Course Number: HIST 4031 L21, CRN: 10284
Instructor: Appels
4 credits


Latinos: Fact and Fiction
Session II, July 5 - August 8, 2017
Rose Hill: MTWTh, 1 - 4 p.m.

This course uses an interdisciplinary approach to examine the experiences of Latin Americans and Latinos. It employs literature and history to introduce students to the benefits of using multiple ways of acquiring knowledge. It then relies on other academic areas such as art and sociology to reinforce its interdisciplinarity. As a capstone course, it allows students to incorporate disciplines from their own academic foundation. It covers topics such as politics, social justice, race, gender, and identity. Fulfills the Interdisciplinary Capstone requirement in Fordham's core curriculum.

Course Number: LALS 4347 R21, CRN: 10323 / HIST 4347 R21, CRN 10870
Instructor: Acosta
4 credits


History of U.S. Foreign Relations, 1898-Present
Session I, May 30 - June 29, 2017
Rose Hill: TR, 6 - 9 p.m.

Graduate Course. This graduate course covers the history and historiography of U.S. foreign relations from 1898 to the present. Topics include Open Door imperialism, the First and Second World Wars, the Cold War, decolonization, the Vietnam War, and the War on Terror. Students will situate the United States, its domestic cultures, and its foreign policies to different regions, in a global perspective. In addition, students will study the economic, social, intellectual, political, and moral bases of U.S. foreign relations. Open to seniors with a G.P.A. of 3.0 or better. Please consult your advisor.

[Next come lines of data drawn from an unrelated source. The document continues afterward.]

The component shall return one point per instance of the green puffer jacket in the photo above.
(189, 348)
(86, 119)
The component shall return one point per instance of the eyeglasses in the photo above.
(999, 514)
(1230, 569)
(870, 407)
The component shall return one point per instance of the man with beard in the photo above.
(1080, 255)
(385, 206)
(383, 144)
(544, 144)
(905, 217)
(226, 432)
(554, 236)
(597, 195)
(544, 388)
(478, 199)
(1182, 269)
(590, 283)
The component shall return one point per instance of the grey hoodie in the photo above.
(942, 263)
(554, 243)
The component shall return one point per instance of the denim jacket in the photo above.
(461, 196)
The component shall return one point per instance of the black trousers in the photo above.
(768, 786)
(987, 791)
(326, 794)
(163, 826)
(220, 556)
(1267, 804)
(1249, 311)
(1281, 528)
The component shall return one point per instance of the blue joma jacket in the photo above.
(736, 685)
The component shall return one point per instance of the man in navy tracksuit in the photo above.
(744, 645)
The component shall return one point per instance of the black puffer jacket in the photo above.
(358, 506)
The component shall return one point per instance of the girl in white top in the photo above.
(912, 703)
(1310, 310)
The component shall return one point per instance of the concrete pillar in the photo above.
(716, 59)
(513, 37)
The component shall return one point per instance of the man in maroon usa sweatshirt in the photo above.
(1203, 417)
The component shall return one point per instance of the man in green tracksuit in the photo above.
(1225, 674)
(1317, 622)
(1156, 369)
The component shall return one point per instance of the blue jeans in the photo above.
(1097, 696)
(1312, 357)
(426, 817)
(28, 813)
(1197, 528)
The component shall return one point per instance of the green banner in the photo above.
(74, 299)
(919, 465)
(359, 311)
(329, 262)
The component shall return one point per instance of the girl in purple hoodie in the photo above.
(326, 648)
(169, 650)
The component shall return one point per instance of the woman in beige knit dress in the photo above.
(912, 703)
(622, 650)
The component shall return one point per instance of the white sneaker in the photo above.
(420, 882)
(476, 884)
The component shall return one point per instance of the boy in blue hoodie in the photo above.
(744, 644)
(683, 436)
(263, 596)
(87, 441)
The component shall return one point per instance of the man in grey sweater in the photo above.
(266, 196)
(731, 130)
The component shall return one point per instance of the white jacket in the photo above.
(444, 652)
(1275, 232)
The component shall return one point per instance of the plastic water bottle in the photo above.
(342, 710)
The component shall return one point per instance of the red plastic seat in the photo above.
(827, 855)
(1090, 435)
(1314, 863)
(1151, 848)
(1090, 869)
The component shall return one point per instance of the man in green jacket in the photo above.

Course Number: HIST 5574 R11, CRN: 10158
Instructor: Dietrich
4 credits


Social Movements in a Global Perspective
Session II, July 5 - August 8, 2017
Rose Hill: TR, 6 - 9 p.m.

This course examines social movements in the twentieth-century. It focuses on events in Latin America, Europe, and the United States, among other regions. It allows students to asses the advantages and limitations of using a global approach to historical analysis.